This repo contains example code for accessing HBase from Java. The example code will import daily stock price data from Google Finance into HBase and run simple queries against it.
The example was developed with HBase 1.0.1.1 or compatible, Java 8 JDK update 60, and Fedora 22 linux (4.1.6-200.fc22.x86_64).
HBase can be downloaded from http://hbase.apache.org/. The example code contained in this archive was tested with HBase 1.0.1.1.
Unpack the HBase archive and edit the configuration scripts if desired. HBase should start up running against the /tmp folder. To change the folder HBase uses for its store, edit the configuration file conf/hbase-site.xml as follows.
<configuration>
<property>
<name>hbase.rootdir</name>
<value>file:///data/hbase</value>
</property>
<property>
<name>hbase.zookeeper.property.dataDir</name>
<value>/data/zookeeper</value>
</property>
</configuration>
The foregoing configuration will cause HBase to use the /data folder. Note that it is not necessary to create the /data/hbase and the /data/zookeeper folders; HBase will do that for you. However, the /data folder should be writable by whatever user is running the HBase daemon.

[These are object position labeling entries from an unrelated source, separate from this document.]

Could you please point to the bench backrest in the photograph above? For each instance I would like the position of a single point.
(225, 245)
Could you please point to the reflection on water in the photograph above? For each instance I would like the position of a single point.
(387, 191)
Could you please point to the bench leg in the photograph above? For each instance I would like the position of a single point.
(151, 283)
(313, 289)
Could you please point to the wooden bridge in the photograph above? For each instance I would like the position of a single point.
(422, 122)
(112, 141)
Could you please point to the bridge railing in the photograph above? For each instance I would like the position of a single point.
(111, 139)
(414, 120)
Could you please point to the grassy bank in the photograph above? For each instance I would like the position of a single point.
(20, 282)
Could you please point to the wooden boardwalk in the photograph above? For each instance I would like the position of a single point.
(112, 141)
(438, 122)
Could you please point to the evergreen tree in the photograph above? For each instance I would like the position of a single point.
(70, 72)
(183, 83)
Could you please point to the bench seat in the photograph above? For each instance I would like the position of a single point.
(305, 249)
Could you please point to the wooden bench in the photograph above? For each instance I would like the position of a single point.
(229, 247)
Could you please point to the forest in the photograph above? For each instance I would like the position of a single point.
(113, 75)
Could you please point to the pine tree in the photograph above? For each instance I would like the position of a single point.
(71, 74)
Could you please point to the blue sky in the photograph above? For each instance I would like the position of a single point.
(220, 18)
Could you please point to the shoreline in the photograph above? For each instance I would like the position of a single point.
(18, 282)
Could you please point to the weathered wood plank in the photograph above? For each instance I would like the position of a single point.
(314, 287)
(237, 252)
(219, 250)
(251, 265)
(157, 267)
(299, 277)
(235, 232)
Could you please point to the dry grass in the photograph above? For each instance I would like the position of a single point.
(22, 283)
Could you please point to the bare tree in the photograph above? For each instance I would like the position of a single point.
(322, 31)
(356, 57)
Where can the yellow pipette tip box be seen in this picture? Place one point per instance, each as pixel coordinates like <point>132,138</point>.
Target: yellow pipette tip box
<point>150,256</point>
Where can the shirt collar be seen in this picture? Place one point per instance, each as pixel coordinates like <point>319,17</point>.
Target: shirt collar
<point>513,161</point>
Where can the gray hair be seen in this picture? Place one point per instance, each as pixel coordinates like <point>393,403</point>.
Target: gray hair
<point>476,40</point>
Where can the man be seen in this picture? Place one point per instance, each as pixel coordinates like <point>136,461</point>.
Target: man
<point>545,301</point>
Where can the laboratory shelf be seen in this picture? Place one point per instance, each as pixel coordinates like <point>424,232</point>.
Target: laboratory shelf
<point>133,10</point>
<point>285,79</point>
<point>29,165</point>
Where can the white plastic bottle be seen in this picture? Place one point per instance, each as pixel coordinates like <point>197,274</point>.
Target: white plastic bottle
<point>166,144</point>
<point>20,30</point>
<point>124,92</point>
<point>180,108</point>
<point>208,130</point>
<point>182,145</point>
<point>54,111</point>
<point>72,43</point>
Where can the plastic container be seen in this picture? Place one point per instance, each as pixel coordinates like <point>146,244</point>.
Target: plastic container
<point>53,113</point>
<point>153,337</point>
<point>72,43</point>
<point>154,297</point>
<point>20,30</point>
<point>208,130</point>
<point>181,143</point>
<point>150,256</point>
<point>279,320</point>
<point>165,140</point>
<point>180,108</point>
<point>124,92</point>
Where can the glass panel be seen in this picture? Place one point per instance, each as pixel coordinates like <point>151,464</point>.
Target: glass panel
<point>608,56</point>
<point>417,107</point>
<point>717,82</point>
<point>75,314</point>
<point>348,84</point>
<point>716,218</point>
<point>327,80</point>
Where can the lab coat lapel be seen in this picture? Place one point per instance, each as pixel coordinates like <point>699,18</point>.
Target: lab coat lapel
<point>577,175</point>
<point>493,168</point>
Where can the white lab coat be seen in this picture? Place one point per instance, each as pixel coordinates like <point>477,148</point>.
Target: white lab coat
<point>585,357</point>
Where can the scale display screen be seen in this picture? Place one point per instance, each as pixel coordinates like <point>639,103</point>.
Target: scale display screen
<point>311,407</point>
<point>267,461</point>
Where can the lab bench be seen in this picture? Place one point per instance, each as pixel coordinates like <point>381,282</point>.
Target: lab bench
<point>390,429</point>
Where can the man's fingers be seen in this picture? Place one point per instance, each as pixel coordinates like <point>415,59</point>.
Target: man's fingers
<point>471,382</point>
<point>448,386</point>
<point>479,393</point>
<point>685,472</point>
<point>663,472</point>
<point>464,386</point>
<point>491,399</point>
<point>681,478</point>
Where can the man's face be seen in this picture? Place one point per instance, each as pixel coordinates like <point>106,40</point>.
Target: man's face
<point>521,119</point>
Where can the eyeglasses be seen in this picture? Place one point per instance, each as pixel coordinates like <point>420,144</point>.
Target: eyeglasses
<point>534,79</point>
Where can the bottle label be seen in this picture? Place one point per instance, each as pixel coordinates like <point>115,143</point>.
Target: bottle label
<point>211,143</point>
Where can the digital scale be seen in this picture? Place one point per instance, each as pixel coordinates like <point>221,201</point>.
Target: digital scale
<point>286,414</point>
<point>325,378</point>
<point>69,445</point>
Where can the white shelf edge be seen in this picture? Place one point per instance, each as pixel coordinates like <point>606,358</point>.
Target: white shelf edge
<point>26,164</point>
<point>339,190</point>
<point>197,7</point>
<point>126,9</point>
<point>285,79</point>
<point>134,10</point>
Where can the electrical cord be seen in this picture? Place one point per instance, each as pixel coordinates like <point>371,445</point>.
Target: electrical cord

To start HBase, issue the command
bin/start-hbase.sh
The example code contained in this archive was compiled under Java version 8 update 60 from http://www.java.com.
The Java code must be compiled against a rather large number of jar files that come with HBase. I do not know if all of the jar files are really needed, but including them all works. There is a small shell script called makeCPATH to help with this. The script must be sourced with the location of the lib folder as first argument.
. ./makeCPATH.sh /path/to/hbase/lib
echo $CPATH
Afterwards the variable CPATH should contain a list of all of the jar files in the HBase lib folder.
To compile the Java code, change to the folder containing the Java source code for this example, eg- TestHBase.java. Execute the command
javac -cp $CPATH *.java
The location of the configuration folder of HBase should be set in the environment variable HBASE_CONF_DIR. This allows the code to find and read the HBase configuration. (The file hbase-site.xml should be in this folder.)
In addition, the Java environment variable JAVA_HOME should be set to the folder containing the partial path "bin/java" for your Java installation. (NOTE: make sure this is the installation folder and not a folder containing a symbolic link. For example it should look like "/usr/java/jdk1.8.0_60/jre".)
The example code comes with four stock price datasets from Google Finance obtained through http://www.quandl.com for the symbols ABT, BMY, MRK, and PFE. These datasets are contained in the folder FinData.
The TestHBase class is defined outside of a package, so you can run it by just
java -cp $CPATH:. TestHBase
The code will connect to the HBase instance defined in the conf/hbase-site.xml configuration file. Then it will drop the table (if it already exists from a previous run), (re)create the table, load the four example stock datasets into the table, and run some example queries.
The name of the table is BarData. it will contain daily "candlestick" bars of stock price movements: opening, high, low, and closing prices, and the daily volume. This table can be inspected offline with the hbase shell. (See https://learnhbase.wordpress.com/2013/03/02/hbase-shell-commands/ for more info.)
The folder FinData contains four example datasets downloaded from Google Finance datasets collected at https://www.quandl.com/data/GOOG.
To find and download a dataset, enter a search term like "Exxon" into the Datasets search box. Navigate to the desired dataset and click on the "CSV" button in the upper right corner under "Export".
The dataset should have the schema Date, Open, High, Low, Close, Volume. The data will not contain entries for weekends and some holidays, but will sometimes contain incomplete or blank data for holidays. Merely loading this data into HBase will not tidy it up.